The operation lifetime of 4H-SiC MOSFET is not only governed by the high defect
density at the SiO2/SiC interface but also strongly affected by the reliability of the gate
metal. In this thesis, the high temperature reliability of 4H-SiC MOS capacitors with Al,
TiN, TiC and mixture of TiN and TiC metal gate was investigated. The experimental results
show that though TiC has a high melting point and the high temperature reliability, the
SiO2/4H-SiC capacitors based on TiC metal gate exhibited the degradation when operating
in high temperature ambient. It is supposed that during the aging process at high
temperature, the reaction of the gate metal (TiC and TiN:TiC) with a low quality of SiO2
results in the carbon cluster and/or a higher defect states generated in the SiO2 layer leading
to the failure of the capacitors with TiC and TiN:TiC gate metal. Whereas, Al has a low
melting point, the MOS capacitor with Al gate still exhibits good electrical characteristics
after being aged at 400℃ for 100 hours. After 100 hours of aging, the 4H-SiC MOS
capacitor with TiN gate electrode shows not only good C-V characteristics with a low
leakage current but also the flatband voltage is much higher than that of the Al gate metal.

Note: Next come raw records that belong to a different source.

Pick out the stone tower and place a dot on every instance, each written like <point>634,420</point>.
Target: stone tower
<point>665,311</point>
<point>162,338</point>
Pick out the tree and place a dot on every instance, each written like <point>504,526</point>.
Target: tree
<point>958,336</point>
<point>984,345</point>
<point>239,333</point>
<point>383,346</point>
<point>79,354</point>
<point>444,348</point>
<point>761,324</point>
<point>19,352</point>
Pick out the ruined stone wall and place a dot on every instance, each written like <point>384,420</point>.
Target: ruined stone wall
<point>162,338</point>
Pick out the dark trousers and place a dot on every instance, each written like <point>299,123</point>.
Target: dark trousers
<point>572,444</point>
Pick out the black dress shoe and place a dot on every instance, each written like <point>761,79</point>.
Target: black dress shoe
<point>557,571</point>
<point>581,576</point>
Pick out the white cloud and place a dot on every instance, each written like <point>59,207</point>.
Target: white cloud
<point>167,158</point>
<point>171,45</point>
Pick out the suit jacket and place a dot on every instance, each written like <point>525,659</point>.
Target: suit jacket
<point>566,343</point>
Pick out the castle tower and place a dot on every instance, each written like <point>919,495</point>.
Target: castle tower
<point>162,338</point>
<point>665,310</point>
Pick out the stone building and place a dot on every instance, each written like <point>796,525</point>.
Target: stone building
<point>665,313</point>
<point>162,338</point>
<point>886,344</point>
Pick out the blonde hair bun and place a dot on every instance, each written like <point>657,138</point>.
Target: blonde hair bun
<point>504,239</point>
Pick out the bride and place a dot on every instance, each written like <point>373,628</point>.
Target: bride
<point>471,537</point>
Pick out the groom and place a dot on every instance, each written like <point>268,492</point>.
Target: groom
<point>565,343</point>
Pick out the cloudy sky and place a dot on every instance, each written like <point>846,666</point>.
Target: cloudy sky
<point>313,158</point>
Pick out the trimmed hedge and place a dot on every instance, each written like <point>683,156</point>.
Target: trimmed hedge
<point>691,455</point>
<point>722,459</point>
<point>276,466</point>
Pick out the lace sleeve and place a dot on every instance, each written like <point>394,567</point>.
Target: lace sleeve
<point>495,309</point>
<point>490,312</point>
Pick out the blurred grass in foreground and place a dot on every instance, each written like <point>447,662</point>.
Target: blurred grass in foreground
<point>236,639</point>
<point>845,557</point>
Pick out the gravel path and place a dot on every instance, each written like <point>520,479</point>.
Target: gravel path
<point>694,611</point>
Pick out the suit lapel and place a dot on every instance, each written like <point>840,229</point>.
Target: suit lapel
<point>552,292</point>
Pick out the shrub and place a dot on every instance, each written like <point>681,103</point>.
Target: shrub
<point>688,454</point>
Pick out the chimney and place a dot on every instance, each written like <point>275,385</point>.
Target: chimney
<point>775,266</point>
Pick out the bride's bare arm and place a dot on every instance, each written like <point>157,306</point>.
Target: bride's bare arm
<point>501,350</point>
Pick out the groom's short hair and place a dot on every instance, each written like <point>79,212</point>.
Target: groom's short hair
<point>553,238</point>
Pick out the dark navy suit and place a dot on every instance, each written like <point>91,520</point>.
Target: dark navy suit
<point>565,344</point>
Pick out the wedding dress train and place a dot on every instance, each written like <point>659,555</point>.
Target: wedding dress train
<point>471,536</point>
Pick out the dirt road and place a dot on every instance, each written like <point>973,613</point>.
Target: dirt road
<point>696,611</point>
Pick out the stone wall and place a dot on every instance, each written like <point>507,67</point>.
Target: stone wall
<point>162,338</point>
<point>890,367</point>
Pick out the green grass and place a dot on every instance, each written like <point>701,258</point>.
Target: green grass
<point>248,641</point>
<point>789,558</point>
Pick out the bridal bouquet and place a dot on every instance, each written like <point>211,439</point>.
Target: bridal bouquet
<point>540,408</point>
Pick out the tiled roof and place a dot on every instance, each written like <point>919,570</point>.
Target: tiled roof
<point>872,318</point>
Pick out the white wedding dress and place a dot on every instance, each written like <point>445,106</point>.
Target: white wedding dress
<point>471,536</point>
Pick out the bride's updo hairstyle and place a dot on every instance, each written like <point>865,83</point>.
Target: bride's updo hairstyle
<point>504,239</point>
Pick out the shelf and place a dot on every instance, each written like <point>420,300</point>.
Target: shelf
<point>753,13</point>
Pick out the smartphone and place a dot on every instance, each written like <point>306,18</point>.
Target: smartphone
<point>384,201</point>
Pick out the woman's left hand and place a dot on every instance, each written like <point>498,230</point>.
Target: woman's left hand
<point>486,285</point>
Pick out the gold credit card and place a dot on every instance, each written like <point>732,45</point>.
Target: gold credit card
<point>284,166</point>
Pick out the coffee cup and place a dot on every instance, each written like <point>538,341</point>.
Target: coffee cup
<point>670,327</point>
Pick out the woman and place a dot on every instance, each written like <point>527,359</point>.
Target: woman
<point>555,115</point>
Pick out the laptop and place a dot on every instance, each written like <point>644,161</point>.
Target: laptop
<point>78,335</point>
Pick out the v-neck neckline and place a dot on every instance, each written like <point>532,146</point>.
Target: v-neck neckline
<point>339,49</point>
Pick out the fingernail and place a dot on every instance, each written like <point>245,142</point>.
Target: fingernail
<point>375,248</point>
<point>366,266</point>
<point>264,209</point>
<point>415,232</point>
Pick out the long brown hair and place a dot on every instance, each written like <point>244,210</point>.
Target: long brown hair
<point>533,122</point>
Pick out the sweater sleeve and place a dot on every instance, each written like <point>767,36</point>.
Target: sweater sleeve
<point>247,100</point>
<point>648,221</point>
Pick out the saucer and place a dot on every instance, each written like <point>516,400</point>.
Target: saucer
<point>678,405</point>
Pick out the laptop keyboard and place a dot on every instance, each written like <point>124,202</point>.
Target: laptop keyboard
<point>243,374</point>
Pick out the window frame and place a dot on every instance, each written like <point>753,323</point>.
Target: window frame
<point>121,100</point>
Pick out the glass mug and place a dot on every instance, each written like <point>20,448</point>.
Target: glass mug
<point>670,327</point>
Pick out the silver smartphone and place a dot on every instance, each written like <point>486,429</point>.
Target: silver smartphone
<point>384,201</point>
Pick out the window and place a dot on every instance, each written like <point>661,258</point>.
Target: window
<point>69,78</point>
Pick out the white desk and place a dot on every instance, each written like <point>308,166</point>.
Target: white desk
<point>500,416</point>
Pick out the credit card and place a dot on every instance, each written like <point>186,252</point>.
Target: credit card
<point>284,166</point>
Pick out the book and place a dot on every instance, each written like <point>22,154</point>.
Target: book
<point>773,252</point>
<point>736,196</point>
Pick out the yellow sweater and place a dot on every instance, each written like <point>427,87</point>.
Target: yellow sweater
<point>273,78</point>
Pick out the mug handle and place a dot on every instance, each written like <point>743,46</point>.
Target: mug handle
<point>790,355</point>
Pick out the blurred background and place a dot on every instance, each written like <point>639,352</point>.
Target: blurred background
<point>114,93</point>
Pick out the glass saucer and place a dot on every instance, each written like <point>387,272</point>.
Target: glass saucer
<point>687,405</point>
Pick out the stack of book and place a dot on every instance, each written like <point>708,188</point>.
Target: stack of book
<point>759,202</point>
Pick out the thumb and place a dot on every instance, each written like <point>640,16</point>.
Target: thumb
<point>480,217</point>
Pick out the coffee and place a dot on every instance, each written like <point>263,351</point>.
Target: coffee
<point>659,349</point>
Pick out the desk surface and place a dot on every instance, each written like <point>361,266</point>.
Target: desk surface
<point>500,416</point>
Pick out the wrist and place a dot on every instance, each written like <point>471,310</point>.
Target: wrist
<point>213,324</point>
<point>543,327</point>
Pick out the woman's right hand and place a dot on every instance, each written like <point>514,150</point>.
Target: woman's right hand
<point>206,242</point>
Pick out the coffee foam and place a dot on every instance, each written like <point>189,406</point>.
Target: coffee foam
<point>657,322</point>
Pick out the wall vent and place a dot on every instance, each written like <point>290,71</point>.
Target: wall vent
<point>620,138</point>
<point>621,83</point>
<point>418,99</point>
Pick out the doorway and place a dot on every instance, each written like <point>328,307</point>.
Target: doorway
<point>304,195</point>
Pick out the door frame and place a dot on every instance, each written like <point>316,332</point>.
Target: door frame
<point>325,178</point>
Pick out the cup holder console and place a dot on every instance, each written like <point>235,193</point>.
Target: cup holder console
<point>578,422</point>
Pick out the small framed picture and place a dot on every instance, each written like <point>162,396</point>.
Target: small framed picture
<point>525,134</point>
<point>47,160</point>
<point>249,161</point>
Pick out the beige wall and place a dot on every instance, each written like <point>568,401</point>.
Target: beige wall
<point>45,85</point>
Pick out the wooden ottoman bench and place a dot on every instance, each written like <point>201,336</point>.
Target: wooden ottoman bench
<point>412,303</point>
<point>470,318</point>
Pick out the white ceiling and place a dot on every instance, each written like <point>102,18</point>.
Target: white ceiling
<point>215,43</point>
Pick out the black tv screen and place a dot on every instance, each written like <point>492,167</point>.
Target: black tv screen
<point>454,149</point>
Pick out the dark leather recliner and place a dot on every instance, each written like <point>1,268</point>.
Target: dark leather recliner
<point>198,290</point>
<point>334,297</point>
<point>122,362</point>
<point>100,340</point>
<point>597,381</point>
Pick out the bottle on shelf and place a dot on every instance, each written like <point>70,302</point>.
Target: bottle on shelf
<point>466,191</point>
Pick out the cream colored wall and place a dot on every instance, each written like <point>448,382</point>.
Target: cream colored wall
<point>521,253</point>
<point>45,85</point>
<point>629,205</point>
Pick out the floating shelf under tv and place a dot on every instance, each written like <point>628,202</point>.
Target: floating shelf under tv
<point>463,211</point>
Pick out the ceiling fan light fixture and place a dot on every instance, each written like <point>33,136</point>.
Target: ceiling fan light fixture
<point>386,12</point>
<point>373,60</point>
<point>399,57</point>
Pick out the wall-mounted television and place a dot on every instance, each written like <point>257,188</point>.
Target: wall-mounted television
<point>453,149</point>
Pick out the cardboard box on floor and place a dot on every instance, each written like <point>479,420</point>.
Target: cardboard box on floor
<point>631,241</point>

These results indicate that, for higher temperature applications, TiN can be a potential
candidate.
In order to evaluate the applicability of 4H-SiC fabrication processes to build complex
electronic circuits for harsh environment applications, the high temperature reliability of
single stage amplifier circuit based on 4H-SiC MOSFET were investigated in this thesis.
The experimental results show that the Ni/Nb/4H-SiC ohmic contact as well as the
implanted load resistor exhibit a very stable after 100 hours of aging at 400℃. Though the
carrier mobility and the threshold voltage of the single silicon carbide MOSFETs slightly
shift after the first 25 hours of aging, these 4H-SiC MOSFETs remained fully operational
after being aged for 100 hours. The stability of drain current, carrier mobility and threshold
voltage of the 4H-SiC MOSFET account the stability of voltage gain of the single stage
amplifier after 100 hours of aging at 400℃.
As the conclusion, in this thesis, SiC semiconductor process technologies with
Ni/Nb/4H-SiC ohmic contact and TiN gate structure for high temperature electronics were
developed and established. The high temperature reliability of 4H-SiC MOSFETs and
electronic circuits with the process technologies were demonstrated.